Is there a recommended way to put a server, and all its contained objects, into maintenance mode, reliably?

Is there something our team should be considering on why we don't want to put everything into maintenance mode?

HopelessN00b
  • 53,385
  • 32
  • 133
  • 208
Zach Bonham
  • 210
  • 1
  • 3
  • 10

2 Answers2

3

According to the documentation, you can easily place a whole server in maintenance mode:

  1. In the Operations console, click the Monitoring button.
  2. In the Monitoring pane, expand Monitoring, and then click Computers.
  3. In the Computers pane, right-click the computer that you want to place into maintenance mode, click Maintenance Mode, and then click Start Maintenance Mode. You can use ctrl+click or shift+click to select multiple computers to place into maintenance mode.
  4. In the Maintenance Mode Settings dialog box, under Apply to, click Selected objects only if only the computer is to be placed into maintenance mode; otherwise, click Selected objects and all their contained objects.
Massimo
  • 68,714
  • 56
  • 196
  • 319
  • For the most part, this seems to work for rules/monitors targeting WindowsComputer or some derivative. This doesn't work as we expected if the machine down is for any significant length of time: reboot, hardware maintenance, etc. We get Health Service Watcher Alerts because RMS can't talk to the agent (or something similar) because HealthService is not part of the WindowsComputer inheritance chain and at least Dell MP and BizTalk MP also have several objects not inheriting from WindowsComputer. Just to throw in a wrench, we often use the API (from admin/deploy scripts) :) – Zach Bonham Oct 03 '12 at 17:21
  • I'll try your suggestion though as if we use the console, we are using views specifically created for admin teams. – Zach Bonham Oct 03 '12 at 17:24
  • *facepalm* this works as advertised with 2007 R2. Testing bore this out. We will be further investigating the reports of this not working to see if we can narrow down to a repeatable scenario. – Zach Bonham Oct 06 '12 at 17:40
2

This article might help clarify a few things:

http://blogs.technet.com/b/momteam/archive/2012/05/23/kb-understanding-operations-manager-maintenance-mode.aspx

Is there a recommended way to put a server, and all its contained objects, into maintenance mode, reliably?
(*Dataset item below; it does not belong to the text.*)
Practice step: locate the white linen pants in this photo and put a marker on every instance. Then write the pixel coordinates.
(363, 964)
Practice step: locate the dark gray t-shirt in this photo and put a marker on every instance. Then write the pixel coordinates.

Putting the computer object into maintenance mode should work.

Since SCOM 2007 R2 there is no need to separately put the agent and agent watcher into maintenance mode. Just be sure to check the 'Selected Objects and all their contained objects' option if using the console, or the TraversalDepth.Recursive if using the SDK (the PowerShell cmdlet does this by default).

However, we still get occasional alerts from objects in either like the Dell MP or BizTalk MP. Alerts that don't tend to target WindowsComputer, or anything in its inheritance chain(?).

You could try to identify the top-level distributed applications (DAs) or groups that contain the objects raising the alerts, and put those DAs and groups into maintenance mode.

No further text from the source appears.